How Google Website Optimizer Encourages Visitors to Act
VKI Studios' John Hossack was the speaker. His presentation focused on the "post-click" portion of online advertising. It starts from when a user clicks on an advertisement and ends up in your website.
The goal of this process is to get the user to perform some action, like purchasing your product, making a donation, or telling their friends about your product or service. There are many different ways you can encourage a visitor to take action. Different wording, button styles, product images, and layouts all have an effect.
So how can Google help? One way to decide which button style makes more users want to click it is to use your experience or intuition. Another way is to test, test, test. And that's where Website Optimizer comes in.
What Website Optimizer Does
Website Optimizer a free service from Google that allows you to present different versions of your website to users. Each time somebody visits your website they'll see one of your test cases. If you're testing button styling, one test case might be a yellow button and another case a red button.
Web Optimizer records which version of the website was displayed and then records whether or not the user clicked the button. This button click is your "success event" and should lead to one of the desired actions mentioned above.
Once you get enough of these "success events" you can look at the numbers to determine which button was more likely to be clicked. By testing different improvements all over your website, you can make it more effective at getting visitors to perform the desired action.
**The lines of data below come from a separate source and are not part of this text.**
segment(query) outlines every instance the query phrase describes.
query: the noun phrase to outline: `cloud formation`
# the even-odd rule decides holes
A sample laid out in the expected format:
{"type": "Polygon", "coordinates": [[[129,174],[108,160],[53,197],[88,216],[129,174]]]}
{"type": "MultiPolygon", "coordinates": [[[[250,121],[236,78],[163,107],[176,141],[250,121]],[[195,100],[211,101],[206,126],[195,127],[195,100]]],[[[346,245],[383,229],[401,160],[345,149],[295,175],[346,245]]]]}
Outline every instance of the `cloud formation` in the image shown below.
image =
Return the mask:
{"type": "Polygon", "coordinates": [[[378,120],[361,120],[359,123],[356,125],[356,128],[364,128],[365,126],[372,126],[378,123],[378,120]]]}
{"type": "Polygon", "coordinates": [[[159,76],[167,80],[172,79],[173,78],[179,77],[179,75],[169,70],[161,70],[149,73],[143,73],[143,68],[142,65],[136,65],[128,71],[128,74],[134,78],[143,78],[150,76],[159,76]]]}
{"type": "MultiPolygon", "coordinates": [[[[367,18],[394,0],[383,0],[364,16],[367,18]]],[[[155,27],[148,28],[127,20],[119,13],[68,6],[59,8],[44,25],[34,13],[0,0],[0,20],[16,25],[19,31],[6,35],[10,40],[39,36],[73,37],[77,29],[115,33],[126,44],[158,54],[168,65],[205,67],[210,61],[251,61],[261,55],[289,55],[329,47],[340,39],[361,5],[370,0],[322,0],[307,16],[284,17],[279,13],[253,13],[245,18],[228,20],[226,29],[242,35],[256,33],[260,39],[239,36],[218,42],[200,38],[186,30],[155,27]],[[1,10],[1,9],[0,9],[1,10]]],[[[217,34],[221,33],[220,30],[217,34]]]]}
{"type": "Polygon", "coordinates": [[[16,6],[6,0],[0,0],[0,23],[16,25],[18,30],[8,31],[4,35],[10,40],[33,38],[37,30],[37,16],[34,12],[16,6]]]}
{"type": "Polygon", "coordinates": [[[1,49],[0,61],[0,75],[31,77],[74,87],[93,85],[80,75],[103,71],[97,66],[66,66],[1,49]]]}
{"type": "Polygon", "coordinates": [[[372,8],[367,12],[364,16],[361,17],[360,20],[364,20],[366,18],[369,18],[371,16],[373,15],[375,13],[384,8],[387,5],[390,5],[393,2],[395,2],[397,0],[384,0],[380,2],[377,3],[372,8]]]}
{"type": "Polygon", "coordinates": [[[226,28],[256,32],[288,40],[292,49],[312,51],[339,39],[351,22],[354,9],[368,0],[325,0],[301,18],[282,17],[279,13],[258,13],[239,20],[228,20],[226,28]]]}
Notes on Website Optimizer
There's a caveat to all this. Your site needs to have visitors coming in and triggering "success events" fairly regularly for this to be useful. If only ten people click the button in a month then you don't have very much data to measure. John recommends having at least 100 success events per test case per month.
"Test shouts, not whispers."
John also points out that you should be testing big changes. He likes to use the six-foot rule: you should be testing changes that are visible from six feet away from the monitor.